異世界大ハズレ能力四人衆~需要無き旅~
大神律
0.カルマ
僕らは出会ってしまった。だから今、後悔している。
異世界ってここまでとち狂ってたっけ?
「おい、サダヒコ! あっちに喫煙所あるぞ!」
僕らはそこそこ大きな町の中、散策に歩いていた。
元気な声はだいたい634mくらい上から。電波塔から声を響かせているのは、タウンズという好青年――――あ、間違えた、タウンズが電波塔だった。コイツは背伸びをすると凄く背が伸びるんだ。

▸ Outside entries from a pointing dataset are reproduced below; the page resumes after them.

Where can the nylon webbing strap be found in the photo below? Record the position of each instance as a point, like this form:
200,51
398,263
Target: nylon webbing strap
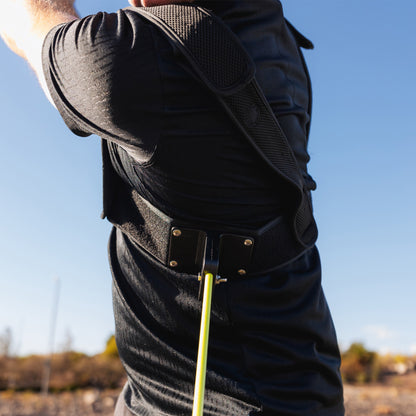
218,58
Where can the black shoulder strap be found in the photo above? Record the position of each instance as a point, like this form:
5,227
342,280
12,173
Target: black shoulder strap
218,58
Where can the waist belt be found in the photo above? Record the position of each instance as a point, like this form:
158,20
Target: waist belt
216,57
184,247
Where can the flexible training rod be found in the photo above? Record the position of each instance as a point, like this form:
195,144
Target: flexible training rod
201,365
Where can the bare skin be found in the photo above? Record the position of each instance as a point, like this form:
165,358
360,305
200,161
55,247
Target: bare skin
25,23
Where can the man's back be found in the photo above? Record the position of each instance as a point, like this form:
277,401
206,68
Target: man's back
273,348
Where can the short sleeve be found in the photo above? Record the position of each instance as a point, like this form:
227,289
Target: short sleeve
102,73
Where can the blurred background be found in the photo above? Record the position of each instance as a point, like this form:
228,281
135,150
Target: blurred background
362,144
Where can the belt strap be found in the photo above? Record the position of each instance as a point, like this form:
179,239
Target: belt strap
180,245
219,60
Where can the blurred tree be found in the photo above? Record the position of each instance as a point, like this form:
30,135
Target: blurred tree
360,365
6,341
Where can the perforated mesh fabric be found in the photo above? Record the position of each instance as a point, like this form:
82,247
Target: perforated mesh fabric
219,58
211,44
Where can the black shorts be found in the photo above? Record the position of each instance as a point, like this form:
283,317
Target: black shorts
273,348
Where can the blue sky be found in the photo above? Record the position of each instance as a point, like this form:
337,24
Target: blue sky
362,145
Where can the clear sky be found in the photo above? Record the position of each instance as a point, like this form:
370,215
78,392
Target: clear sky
362,143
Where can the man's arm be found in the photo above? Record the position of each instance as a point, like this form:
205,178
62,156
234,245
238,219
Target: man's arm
25,23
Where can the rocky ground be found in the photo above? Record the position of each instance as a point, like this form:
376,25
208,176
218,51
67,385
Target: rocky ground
396,397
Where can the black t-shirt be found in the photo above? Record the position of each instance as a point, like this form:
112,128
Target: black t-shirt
116,76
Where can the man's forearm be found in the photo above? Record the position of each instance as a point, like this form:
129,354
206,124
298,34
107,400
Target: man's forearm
25,23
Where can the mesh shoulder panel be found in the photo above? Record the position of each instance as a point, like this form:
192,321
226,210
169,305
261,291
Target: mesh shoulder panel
212,49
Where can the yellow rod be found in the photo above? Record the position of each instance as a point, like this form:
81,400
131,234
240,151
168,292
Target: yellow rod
201,365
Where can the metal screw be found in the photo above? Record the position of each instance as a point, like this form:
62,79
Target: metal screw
177,233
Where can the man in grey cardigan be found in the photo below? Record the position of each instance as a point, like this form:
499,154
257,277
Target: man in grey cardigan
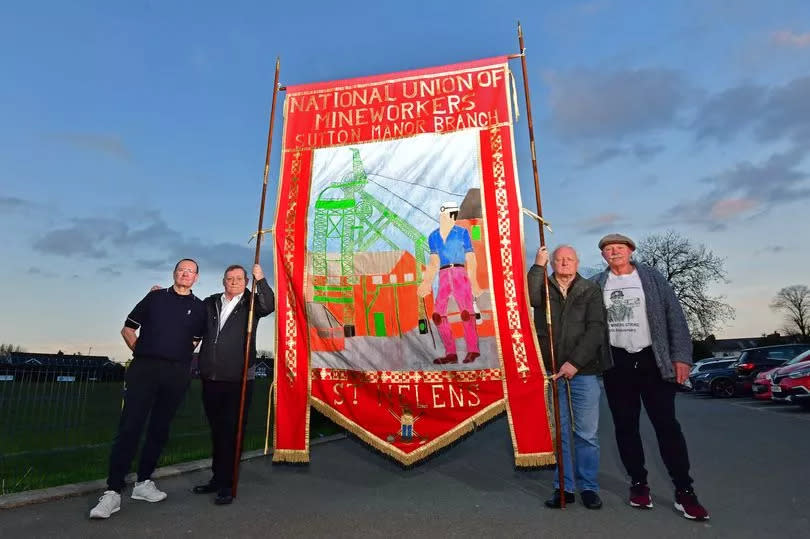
649,341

「そろそろ屈めよ! 目立つだろうが! やべ、誰か来たんじゃ!」
キレたのは人見知りのナカイ。俺たち以外の人が来ると、何故か地面に潜る。人見知りと言ったが、そのような性格とは思えない、地面に潜るときの奴の顔は警察から逃げる強盗犯のそれだから。
「キャー! 豚足だわ! 衛兵さん! 助けてー!」
「……ぶひ?」
町の女の子がキモイと叫び、いつものように衛兵に槍で突かれて丸くなっているのは、デームだ。
誤解のために言っておこう、デームは豚足ではない。見た目が本当に豚なのだ。二足歩行する豚なのだ、しかも身長は2mある。
ああ、どうしてこうなるんだ。
僕はうな垂れて、いつものセリフを吐く。
「あー、町を歩いただけでこうなるから嫌なんだ」
「やっぱり、三秒先の未来が見れるだけじゃ、何の役にも立たないな!」
「それより早くパフェが食べたいんじゃ!」
「……ぶひ?」
状況は整理されないまま終る。
一言でならそうだ、三秒だけ未来が見えるサダヒコ(僕)、背伸びすると塔みたいになるタウンズ、地面に潜る能力があるが恐らく指名手配されているナカイ、そして2mの豚人間のデーム。
全然一言にならなかったが、つまりはこの異世界の大ハズレ能力四人衆のドタバタな旅が始まろうとしているらしい。